“Liberalism” and Personal Responsibility

As usual, I enclose “liberal” and its variants in quotation marks because such words refer to persons and movements whose statist policies are in fact destructive of liberty, that is, illiberal.

The unacknowledged core value of “liberalism” is its repudiation of personal responsibility. There is ample evidence of this; for example:

  • the treatment of material inequality as inequity, as if differences in intelligence, skills, ambition, and work habits are irrelevant
  • unblinking support for the redistribution of income and wealth, thus encouraging sloth and punishing intelligence, skill, ambition, and hard work
  • a preference for rehabilitation and second, third, and fourth chances, as opposed to sure, swift, and harsh punishment for criminal acts
  • the unsupported view that terrorism arises from poverty and is therefore “understandable,” and isn’t an act of war but merely a crime whose perpetrators must be accorded due process in American courts
  • the promotion of abortion, which is a way of escaping the consequences of imprudent sexual behavior — after-the-fact birth control, as it were
  • the disparagement and destruction of familial responsibility, through welfare programs, easy divorce, the advancement of gay “marriage,” and the subsidization of women’s work outside the home
  • a general disinclination to hold persons responsible for the consequences of their actions: various addictions are “diseases”; those who acquire lung cancer by smoking are “victims” of tobacco companies; those who engage in risky sex acts are “victims” of AIDS; those who borrow money and don’t repay it; and on and on
  • the treatment of straight, white males as”privileged,” to justify the indiscriminate bestowal of favors on “protected groups” (those who aren’t straight, white males) because all members of such groups are discriminated against,” “disadvantaged,” and “oppressed,” by definition.

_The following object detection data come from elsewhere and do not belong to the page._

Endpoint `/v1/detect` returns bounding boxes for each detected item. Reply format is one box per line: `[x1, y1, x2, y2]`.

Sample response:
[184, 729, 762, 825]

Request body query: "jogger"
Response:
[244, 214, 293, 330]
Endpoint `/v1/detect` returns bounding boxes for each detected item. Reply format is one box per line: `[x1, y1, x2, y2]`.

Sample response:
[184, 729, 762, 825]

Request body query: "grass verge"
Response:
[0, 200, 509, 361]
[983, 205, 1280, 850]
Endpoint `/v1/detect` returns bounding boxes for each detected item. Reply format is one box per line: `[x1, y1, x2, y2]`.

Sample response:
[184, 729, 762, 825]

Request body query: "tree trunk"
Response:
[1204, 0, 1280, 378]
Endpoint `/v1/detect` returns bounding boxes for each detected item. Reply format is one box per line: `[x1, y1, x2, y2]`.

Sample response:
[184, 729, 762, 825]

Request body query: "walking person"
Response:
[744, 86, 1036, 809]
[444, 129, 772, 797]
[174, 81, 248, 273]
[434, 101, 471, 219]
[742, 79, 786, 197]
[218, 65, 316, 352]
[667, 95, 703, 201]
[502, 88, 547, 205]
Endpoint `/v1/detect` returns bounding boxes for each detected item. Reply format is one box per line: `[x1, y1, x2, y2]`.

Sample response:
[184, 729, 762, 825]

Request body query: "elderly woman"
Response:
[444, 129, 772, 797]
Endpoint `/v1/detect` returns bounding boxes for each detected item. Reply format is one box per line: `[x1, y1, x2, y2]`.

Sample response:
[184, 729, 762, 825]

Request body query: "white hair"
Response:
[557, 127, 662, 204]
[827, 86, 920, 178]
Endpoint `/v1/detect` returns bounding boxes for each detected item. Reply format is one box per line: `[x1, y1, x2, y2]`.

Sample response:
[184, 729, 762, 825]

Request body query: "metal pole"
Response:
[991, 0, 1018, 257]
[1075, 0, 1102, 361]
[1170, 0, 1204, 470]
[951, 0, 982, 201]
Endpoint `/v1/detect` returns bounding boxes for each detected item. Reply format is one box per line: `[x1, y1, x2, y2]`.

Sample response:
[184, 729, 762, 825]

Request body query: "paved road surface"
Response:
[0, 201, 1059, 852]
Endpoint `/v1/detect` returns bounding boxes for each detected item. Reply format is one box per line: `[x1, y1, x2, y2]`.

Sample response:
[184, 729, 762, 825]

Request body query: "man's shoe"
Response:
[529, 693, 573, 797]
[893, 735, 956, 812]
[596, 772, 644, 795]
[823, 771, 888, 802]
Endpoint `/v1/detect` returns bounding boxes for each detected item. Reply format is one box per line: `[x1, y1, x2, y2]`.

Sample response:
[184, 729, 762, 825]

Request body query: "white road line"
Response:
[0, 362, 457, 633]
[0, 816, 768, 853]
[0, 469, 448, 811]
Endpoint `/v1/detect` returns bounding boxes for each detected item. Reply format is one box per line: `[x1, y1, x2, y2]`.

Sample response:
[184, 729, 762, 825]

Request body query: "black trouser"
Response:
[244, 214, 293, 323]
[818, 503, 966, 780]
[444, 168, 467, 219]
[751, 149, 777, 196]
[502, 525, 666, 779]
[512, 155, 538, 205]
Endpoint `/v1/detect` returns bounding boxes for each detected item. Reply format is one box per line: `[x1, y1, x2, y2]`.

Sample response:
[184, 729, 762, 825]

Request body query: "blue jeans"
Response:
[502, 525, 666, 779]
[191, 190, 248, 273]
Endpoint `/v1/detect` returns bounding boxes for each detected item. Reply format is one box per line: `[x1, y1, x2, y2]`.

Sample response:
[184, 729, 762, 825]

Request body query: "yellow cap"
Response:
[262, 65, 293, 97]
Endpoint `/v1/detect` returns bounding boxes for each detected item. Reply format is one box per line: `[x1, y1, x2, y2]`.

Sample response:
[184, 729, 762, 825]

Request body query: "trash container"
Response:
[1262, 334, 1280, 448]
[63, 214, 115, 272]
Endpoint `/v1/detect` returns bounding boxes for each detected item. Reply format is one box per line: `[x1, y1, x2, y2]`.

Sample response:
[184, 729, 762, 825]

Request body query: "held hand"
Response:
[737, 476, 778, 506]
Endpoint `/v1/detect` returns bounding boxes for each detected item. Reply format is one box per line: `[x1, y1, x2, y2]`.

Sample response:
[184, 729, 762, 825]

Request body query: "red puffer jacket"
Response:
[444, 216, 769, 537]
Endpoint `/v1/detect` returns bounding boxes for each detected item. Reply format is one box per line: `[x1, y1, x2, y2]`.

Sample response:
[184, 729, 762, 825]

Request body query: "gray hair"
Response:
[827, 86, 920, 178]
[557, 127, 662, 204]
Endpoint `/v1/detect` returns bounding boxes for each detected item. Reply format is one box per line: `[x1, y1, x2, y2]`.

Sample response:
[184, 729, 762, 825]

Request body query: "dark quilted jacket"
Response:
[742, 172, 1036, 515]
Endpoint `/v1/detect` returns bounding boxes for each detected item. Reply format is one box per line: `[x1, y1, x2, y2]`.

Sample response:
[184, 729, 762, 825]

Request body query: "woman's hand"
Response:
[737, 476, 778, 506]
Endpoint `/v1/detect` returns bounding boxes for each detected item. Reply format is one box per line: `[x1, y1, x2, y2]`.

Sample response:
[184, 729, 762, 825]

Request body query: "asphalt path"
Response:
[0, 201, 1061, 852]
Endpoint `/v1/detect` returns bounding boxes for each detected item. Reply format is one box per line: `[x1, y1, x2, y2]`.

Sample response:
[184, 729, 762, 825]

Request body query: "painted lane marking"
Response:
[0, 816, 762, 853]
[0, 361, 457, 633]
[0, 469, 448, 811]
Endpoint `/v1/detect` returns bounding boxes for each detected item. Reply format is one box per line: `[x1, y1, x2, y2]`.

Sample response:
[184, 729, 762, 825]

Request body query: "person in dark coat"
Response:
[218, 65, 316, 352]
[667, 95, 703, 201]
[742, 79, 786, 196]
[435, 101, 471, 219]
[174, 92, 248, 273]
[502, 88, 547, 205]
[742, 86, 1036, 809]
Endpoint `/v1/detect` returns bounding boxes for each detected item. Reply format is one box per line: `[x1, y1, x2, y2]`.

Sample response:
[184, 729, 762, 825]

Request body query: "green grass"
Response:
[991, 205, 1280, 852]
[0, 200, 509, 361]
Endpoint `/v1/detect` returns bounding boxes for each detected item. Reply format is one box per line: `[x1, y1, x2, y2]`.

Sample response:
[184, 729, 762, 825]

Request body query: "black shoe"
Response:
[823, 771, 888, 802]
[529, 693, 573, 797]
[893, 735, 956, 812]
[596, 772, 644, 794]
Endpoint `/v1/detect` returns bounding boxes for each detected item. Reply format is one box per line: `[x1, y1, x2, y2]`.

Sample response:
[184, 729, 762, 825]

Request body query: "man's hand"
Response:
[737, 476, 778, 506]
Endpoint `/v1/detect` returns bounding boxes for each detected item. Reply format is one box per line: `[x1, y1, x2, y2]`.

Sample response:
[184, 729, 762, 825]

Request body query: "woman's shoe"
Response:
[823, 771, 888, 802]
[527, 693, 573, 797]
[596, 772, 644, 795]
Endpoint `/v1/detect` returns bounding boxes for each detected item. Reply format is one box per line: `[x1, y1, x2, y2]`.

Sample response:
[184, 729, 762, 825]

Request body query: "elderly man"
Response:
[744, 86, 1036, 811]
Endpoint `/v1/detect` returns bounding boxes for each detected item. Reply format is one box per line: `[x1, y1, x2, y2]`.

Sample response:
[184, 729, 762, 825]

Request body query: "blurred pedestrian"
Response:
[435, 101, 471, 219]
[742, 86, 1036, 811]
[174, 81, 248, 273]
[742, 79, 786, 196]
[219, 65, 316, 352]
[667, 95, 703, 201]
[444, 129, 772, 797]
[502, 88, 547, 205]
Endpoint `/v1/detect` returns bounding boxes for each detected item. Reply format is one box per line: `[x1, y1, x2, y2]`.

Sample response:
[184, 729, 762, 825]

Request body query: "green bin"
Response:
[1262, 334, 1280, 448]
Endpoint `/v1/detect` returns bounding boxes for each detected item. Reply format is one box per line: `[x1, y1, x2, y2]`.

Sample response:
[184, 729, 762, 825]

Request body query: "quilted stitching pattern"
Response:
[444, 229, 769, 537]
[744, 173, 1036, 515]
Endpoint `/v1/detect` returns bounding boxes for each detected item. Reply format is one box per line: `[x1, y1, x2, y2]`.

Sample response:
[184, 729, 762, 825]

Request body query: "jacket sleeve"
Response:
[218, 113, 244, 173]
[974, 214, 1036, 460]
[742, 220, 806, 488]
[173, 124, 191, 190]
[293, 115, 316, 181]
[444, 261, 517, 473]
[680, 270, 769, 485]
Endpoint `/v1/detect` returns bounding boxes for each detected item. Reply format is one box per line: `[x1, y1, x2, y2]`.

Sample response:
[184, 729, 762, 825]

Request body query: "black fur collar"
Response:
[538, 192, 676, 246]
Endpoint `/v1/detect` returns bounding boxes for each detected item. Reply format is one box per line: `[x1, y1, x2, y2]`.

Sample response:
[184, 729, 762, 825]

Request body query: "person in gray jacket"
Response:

Anthony Daniels (Theodore Dalyrmple) captures the essence of the “liberal” mindset:

In the United States, the National Institute on Drug Abuse defines addiction quite baldly as a chronic relapsing brain disease—and nothing else. I hesitate to say it, but this seems to me straightforwardly a lie, told to willing dupes in order to raise funds from the federal government.

Be that as it may, the impression has been assiduously created and peddled among the addicts that they are the helpless victims of something that is beyond their own control, which means that they need the technical assistance of what amounts to a substantial bureaucratic apparatus in order to overcome it. When heroin addicts just sentenced to imprisonment arrived, they said to me, “I would give up, doctor, if only I had the help.” What they meant by this was that they would give up heroin if some cure existed that could be administered to them that would by itself, without any resolution on their part, change their behavior. In this desire they appeared sincere—but at the same time they knew that such a cure did not exist, nor would most of them have agreed to take it if it did exist….

[A]ll the bases upon which heroin addiction is treated as if it is something that happens to people rather than something that people do are false, and easily shown to be false. This is so whatever the latest neuro-scientific research may supposedly show….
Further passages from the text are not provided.